感謝の気持ちとともに

20170921橋歴書P立命館大学 理工学部 都市システム工学科 教授 野坂 克義

私の橋梁とのつながりは大学の研究室を選んだ時からになりますが、その前に、何故現在の職場であり、私の母校である立命館大学土木工学科(現:都市システム工学科)を選んだのか、という点に遡ると、間違いなく父親の影響でした。父親はダムの技術者として全国を飛び回っており、なんとなく自分も土木技術者になろう、という意識だったのだと思います。
立命館大学に入学して、4回生の卒業研究室に選んだのが、恩師である伊藤満教授の橋梁工学研究室でした。目に見える、後世に残る構造物として魅力を感じたのが理由でした。卒業研究では、米国の非弾性設計法について学び、修士課程での研究では鋼桁の載荷試験を実施させていただきました。実際に鋼桁断面の設計、図面の作成(もちろん簡単なものですが)、供試体の製作依頼、実験準備、そして実験の実施・実験データの整理の一連の流れを行うことにより、研究活動にやりがいや魅力を感じました。実際に鋼桁を載荷して、文字通り「壊す」ことにより、鋼材の特徴を知ることができる良い機会になりました。
修士課程が修了した後、伊藤満教授の紹介でアメリカのミネソタ大学に留学しました。博士論文のテーマは、CFRP板を用いた鋼橋の補修・補強に関する研究でした。橋梁に関するテーマではありましたが、接着剤についての知識がゼロであったため、かなり苦労したことを覚えています。ここでの研究活動は、自分の意見を持ち、研究計画、実験の準備・実施などについても自ら提案していかなければならず、語学だけでなく、研究者としての基礎を磨く良い経験になったと考えています。
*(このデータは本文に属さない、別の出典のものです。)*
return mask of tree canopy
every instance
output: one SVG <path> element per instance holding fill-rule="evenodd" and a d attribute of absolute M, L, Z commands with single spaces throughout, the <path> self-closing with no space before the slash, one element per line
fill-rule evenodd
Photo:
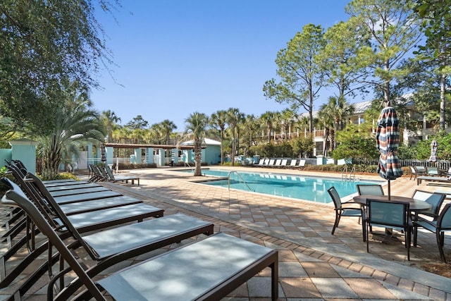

2002年4月に助手として立命館大学に戻ってからは、伊藤満教授のもと、博士論文の研究テーマであるCFRP板による鋼部材の補修・補強と平行して、橋梁(おもに鋼桁)設計、鋼桁の耐荷力についての研究も再開しました。この頃、すでに日本でもCFRP板接着による鋼部材の補修・補強に関する研究は行われており、私も関連する委員会などに参加させていただきましたが、CFRP板接着補強が適用されているケースはまだまだ少ないのではないかと感じています。鋼桁の耐荷力は、研究テーマとしては非常に歴史のあるものですので、多くの研究成果が残されており、私自身もまだまだ勉強が必要だと感じています。日本においては、鋼部材の塑性域も活用する塑性設計の考え方は鋼桁設計に取り入れられておりませんが、より合理的な設計法を目指し、今後の可能性も視野に入れ研究活動を行っています。
ここ数年、津波による橋梁の被害を防ぐための検討が行われてきましたが、最近では洪水の被害に対する検討も必要となってきたのではないでしょうか。現在は、微力ながらこの問題に対しても貢献できればと考えています。自然が相手のため、橋梁の構造だけでなくさまざまな知識がより一層必要であると感じています。
学生生活も含め、これまでの研究は、私ひとりの力だけでなく多くの方々からのご協力があり達成できたと感じています、この場をお借りして感謝申し上げます。今後も、研究者としては鋼橋の設計、維持管理に貢献できるように、大学教員としては、講義・現場見学などを通じて学生に橋梁の魅力を伝えていけるように、自分なりに努力していきたいと考えています。
次回は、研究会などでお世話になっている日立造船株式会社社会インフラ事業本部の美島雄士様にお願いいたします。